Eva’s childhood was dominated by the behaviours of an alcoholic father.
There was so much associated trauma that Eva grew up with little self-esteem. She felt like a failure, no matter what she did, no matter how hard she tried, she couldn’t fix it and she felt hopeless.
As an adult Eva chose to love and marry another alcoholic, saying “you marry what you know.” With alcohol abuse being the foundation on which her life was built, Eva fought to try to change the environment when she had children. She wanted better for her children but wasn’t sure how to stop history repeating itself.
Eva became a single mother of two children, working full-time, on-call, and also on weekends just to pay the bills. It was a hard and exhausting time for her and Eva felt her parenting skills weren’t great because she was terrified of conflict.
When Evan’s daughter turned 14 Eva’s world turned upside down.

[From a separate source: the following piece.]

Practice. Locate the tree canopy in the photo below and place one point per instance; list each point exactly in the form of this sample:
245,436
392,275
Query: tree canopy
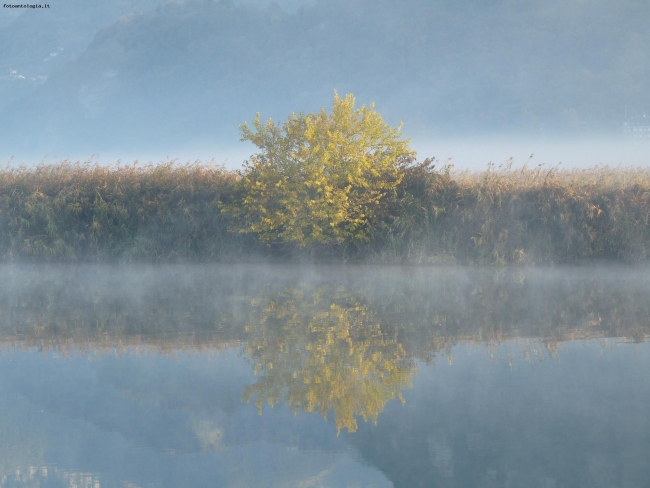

It was marijuana and it was like her lovely little girl left and another person came to live in her home, with devastating impact.
Her daughter was using all the time and precious money was going missing, but her daughter would deny taking it. Eva didn’t manage and as her daughter started her own family she continued to use.

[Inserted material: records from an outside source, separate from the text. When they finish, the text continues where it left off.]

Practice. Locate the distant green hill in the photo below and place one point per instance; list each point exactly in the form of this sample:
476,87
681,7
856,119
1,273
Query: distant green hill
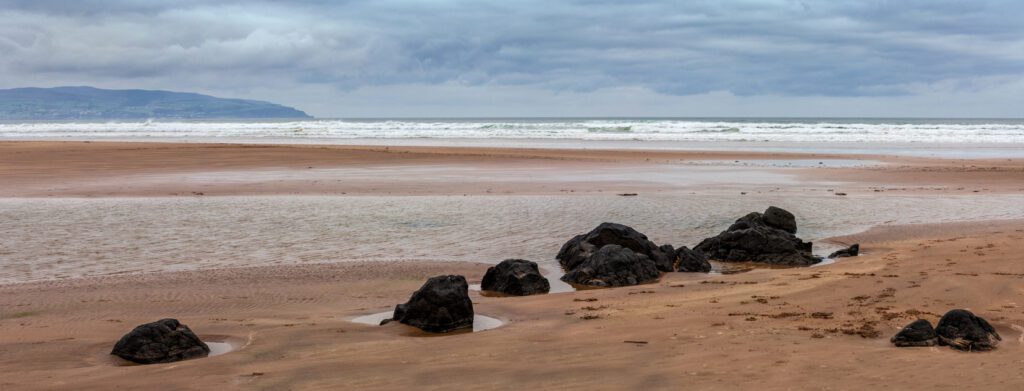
94,103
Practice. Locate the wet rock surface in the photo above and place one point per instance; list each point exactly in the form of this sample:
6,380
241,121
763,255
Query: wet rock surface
441,305
161,341
515,276
691,261
919,333
962,330
757,239
851,251
613,265
581,248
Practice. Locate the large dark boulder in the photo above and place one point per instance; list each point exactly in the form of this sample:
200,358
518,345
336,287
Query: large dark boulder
919,333
691,261
964,331
851,251
579,249
441,305
613,265
515,276
753,239
161,341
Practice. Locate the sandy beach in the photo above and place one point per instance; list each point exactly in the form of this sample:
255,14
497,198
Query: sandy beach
274,249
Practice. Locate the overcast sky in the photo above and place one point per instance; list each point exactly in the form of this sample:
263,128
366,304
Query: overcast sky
538,58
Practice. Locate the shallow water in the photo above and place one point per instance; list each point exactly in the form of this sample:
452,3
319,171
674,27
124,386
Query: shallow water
480,322
218,348
45,239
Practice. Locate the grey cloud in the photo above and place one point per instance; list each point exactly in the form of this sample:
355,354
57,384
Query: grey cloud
748,48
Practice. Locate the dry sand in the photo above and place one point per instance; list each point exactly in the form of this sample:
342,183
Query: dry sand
819,328
822,328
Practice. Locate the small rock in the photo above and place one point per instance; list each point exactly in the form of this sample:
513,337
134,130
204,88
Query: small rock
851,251
613,265
919,333
161,341
964,331
515,276
441,305
577,250
764,237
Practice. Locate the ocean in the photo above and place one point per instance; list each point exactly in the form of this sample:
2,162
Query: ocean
934,131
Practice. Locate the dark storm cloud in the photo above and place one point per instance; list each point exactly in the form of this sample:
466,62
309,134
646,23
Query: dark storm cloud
796,48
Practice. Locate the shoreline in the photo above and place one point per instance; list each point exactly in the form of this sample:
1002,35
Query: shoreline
297,322
141,169
249,245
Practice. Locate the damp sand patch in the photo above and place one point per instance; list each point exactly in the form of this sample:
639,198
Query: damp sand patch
480,322
219,345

In the midst of all the chaos Eva discovered Stepping Stone. She wanted a different relationship with her daughter and the course helped her to see what she was doing right, but also what she was doing wrong. She learned to put up boundaries, to stop taking over and trying to fix everything, to stop lending money when she didn’t even have the money for herself. Importantly, the course enabled Eva to feel the grief that comes with living and loving someone who abuses drugs and to know that it’s okay to feel anger and resentment at the turmoil and loss that comes with all of the experiences.
Eva’s decision to do the course was life-changing and she hopes that her story may help another person find the courage to learn a new way to relate to and support a family member with a drug or alcohol problem.